HAYAT ADİLMİ?

25 2 2
                                    

Hayat her zaman adilmiydi?Ya da işine geldiğinemi adildi?Yoksa hayat hiç mi adil değildi?Bunlar kafamda cevap bulamayacak olduğum sorulardı.Hayat hakkında tek bir bildiğim vardı.Dengesiz olduğu.Hiç bir zaman yaşamaması gereken şeyleri yaşatırdı,düşünmemesi gereken şeyleri düşündürürdü insana.Sonra bir yerlerden umut kırıntısı çıkarıp bütün dengeyi allak bullak ederdi.Size dememişmiydim hayat dengesizdir diye.
  
    Şu an bir şey farketmiştim.Kafamdaki sorunun cevabını bulmuştum.Hayat hiç bir zaman adil değildi ve olmayacaktı.Bu dengesizliğin sonucunda kabuk bağlamayan derin yaralar bırakacaktı insanın hayatına...

    3 gün öncesi...
Günüme ilk onu düşünerek başlamıştım.Artık anlamıştım
onu sevmiyordum.Aslında o da beni sevmiyordu.Sıkmıştı artık.Ama bunu ikimizde birbirimize açıklamaktan korkuyorduk.Ama artık korkmanın bir manası yoktu.Çünkü böyle olmayacaktı.Yürümeyecekti.Ona bugün her şeyi anlatacaktım.Telefonumu elime alıp buluşmamız için mesaj attım.Bugün kaldırabileceğim fazla ağır bir gün geçirecektim...
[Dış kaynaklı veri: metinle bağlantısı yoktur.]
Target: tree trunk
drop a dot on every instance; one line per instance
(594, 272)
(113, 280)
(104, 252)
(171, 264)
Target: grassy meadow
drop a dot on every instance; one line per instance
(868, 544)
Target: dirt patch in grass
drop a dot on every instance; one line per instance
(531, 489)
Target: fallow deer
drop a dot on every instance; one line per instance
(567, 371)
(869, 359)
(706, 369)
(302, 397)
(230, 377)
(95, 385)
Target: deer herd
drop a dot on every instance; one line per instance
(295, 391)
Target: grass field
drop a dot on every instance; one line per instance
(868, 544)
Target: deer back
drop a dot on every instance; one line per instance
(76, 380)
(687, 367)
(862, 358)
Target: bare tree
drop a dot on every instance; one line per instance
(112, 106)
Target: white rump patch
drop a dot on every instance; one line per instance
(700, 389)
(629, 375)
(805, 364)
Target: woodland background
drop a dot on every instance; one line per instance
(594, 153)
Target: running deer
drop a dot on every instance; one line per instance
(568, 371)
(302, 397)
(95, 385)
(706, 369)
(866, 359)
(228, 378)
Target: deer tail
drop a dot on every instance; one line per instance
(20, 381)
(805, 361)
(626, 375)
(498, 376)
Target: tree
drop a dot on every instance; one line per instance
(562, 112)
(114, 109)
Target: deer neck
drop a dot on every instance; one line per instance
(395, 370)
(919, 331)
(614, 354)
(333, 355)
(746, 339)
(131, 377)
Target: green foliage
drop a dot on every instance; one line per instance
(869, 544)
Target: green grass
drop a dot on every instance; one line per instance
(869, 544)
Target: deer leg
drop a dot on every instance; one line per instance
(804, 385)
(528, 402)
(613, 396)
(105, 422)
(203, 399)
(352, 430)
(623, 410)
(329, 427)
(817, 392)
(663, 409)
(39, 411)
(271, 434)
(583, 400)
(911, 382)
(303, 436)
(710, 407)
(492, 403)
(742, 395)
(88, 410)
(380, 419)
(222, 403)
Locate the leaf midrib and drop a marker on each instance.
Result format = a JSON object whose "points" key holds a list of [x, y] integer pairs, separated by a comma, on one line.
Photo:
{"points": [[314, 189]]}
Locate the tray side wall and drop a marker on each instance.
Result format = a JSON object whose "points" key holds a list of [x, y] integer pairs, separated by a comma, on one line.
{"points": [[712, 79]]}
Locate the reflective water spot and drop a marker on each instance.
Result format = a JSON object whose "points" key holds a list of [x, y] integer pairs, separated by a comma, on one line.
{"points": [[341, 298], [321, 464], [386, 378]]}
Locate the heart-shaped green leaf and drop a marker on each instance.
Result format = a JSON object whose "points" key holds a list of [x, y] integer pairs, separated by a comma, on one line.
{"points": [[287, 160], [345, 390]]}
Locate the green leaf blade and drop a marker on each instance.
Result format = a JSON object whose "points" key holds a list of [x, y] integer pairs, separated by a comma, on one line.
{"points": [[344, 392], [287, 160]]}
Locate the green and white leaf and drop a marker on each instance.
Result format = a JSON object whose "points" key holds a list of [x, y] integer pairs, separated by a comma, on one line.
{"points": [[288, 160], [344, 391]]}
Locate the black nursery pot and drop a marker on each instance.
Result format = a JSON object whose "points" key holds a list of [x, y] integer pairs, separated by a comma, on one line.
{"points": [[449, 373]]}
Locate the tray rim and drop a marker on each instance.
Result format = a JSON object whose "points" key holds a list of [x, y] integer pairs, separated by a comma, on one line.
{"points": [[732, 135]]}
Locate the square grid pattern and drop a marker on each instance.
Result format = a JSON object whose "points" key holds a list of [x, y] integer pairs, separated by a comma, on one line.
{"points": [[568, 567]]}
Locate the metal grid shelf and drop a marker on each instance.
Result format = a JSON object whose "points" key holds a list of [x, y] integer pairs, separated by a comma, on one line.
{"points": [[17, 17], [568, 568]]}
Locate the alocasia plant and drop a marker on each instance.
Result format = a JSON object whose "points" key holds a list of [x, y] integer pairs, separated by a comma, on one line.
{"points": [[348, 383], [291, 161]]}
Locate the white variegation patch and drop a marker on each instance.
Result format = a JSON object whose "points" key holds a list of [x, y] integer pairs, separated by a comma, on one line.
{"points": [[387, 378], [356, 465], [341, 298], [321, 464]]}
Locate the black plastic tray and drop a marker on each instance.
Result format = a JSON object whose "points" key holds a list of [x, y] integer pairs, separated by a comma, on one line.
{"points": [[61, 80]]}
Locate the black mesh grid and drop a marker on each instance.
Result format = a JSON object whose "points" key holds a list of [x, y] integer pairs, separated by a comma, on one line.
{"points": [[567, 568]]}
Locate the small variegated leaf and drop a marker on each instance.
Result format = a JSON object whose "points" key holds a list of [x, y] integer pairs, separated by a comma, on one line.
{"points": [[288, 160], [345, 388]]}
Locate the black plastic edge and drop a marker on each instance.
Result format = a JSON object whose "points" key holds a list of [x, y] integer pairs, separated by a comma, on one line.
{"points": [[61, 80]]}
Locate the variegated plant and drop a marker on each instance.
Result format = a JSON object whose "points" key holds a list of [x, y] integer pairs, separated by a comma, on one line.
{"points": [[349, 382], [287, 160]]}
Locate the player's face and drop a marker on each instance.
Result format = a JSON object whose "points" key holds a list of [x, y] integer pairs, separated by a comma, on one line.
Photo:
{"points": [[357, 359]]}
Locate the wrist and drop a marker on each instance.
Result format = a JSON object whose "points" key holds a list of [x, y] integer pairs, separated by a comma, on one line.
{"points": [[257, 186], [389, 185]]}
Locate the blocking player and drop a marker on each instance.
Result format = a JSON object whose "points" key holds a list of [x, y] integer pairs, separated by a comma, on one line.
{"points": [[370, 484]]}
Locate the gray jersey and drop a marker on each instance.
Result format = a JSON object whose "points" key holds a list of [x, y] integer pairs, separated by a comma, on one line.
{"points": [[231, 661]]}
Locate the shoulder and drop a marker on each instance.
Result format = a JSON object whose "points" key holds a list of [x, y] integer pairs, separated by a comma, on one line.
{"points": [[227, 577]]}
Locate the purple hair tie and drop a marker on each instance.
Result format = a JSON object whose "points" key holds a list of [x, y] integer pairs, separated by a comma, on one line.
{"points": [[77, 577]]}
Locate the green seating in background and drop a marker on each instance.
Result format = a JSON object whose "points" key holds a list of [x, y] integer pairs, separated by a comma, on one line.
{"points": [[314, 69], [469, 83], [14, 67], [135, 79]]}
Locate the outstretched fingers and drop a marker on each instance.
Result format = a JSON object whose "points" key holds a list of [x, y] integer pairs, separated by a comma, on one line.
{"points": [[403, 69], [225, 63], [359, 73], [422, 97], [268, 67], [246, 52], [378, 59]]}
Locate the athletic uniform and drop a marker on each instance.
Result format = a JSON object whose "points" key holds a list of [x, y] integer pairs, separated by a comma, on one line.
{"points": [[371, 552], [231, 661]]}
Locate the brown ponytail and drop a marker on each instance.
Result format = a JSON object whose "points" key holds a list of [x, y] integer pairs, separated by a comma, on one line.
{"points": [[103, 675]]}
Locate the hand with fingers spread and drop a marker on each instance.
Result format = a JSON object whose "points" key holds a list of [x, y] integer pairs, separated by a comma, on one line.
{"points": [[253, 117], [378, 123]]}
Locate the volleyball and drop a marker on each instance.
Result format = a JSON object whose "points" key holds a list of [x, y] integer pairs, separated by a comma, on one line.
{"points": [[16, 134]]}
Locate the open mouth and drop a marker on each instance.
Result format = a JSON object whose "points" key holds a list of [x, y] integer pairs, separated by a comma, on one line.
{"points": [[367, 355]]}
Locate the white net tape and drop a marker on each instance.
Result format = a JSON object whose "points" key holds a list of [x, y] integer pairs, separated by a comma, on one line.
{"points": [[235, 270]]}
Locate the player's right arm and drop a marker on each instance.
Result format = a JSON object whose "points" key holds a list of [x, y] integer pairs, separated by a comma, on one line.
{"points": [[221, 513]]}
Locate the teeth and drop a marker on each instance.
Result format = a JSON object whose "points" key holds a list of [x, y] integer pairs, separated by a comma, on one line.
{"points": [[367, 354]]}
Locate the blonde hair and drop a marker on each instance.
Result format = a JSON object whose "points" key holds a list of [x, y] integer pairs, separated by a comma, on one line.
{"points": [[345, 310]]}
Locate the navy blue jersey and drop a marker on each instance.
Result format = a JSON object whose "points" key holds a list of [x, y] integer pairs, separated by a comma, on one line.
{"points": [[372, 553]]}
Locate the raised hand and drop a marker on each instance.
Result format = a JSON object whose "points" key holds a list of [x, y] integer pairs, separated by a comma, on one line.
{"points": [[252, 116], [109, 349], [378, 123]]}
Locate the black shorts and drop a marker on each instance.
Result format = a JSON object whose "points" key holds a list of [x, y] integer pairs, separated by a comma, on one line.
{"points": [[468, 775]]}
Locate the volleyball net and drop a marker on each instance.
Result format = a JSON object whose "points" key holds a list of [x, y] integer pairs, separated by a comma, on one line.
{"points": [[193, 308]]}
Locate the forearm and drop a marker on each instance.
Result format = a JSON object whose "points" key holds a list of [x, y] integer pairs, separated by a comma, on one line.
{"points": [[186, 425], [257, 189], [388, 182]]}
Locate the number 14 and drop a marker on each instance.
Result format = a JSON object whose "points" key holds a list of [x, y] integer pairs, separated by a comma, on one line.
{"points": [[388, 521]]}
    Üstüme siyah bir t-shirt giydim.Altıma siyah dar paça ve siyah converslerimi giydim.Evden çıktım.Can'la buluşacağım yere doğru yol aldım.Düşünüyordum;surat ifadesini,vereceği tepkiyi.Belkide şaşırmayacaktı.Belkide şaşıracaktı.Sorularımın cevabı camın arka tarafında oturan çocukdaydı.Kararsız adımlarla kafeye girdim.Onun olduğu tarafa doğru giderken beni farketti ve sıcak bir gülümsemeyle ayağa kalktı.Olabildiğince ona gülümsemeye çalıştım ve karşısına oturdum.Bana beklintiyle bakıyordu.Normalde hiç böyle değildi ama sanki bugün farklıydı.Belkide ben öyle hissediyordum.Şu an her şey çok karışıktı.Her şey 'belki'yle doluydu.Hiç bir şey kesin değildi.Düşüncelerimle savaşmak çok zordu.Ben düşüncelerimle savaşırken araya bir ses girdi.İlk başta farkedemesemde sonradan o sesin Can'a ait olduğunu anladım.
"eee naber Zeynep"dedi.
Afallamamın ardından"iyiyim" diyebildim sadece.Sustum.Konuşamadım.Bana bir şeyler olduğunu anlamışçasına baktı.
"Bir sorun mu var?"dediği an "konuşmamız lazım"dedim.
Birdenbire gülmeye başladı.Ben ne olduğunu anlamaya çalışırken"zaten konuşuyoruz"diyerek dalga geçti.
"Biliyorum.Dalgaya vurma ciddi bir konu"dediğimin üzerine ciddileşmeye başladı."neymiş o ciddi konu bakalım?"
işte başlıyoruz...Başlasana Zeynep korkma.Çünkü korkmanın sana hiç bir faydası olmayacak.Sana her zaman pişmanlık duygusunu katacak.Kendime verdiğim gazlar işe yaramıştı ve başladım.
"Sencede ilişkimiz sıkıcı olmaya başlamadımı yani nasıl desem artık benden soğuduğunu hissedebiliyordum.Aramızdaki ilgisizlik soğukluk çok belirgindi.Kısacası ben ayrılmak istiyorum"ettiğim her kelime biraz daha gözlerinin büyümesini,biraz daha gözlerinden alev çıkmasını sağlamıştı.Bunu düşünmemiştim yani sinirleneceğini.Kafasını geriye doğru attı ve gülmeye başladı.Bana alayla bakıp "ne dedin sen?"dedi gülerek.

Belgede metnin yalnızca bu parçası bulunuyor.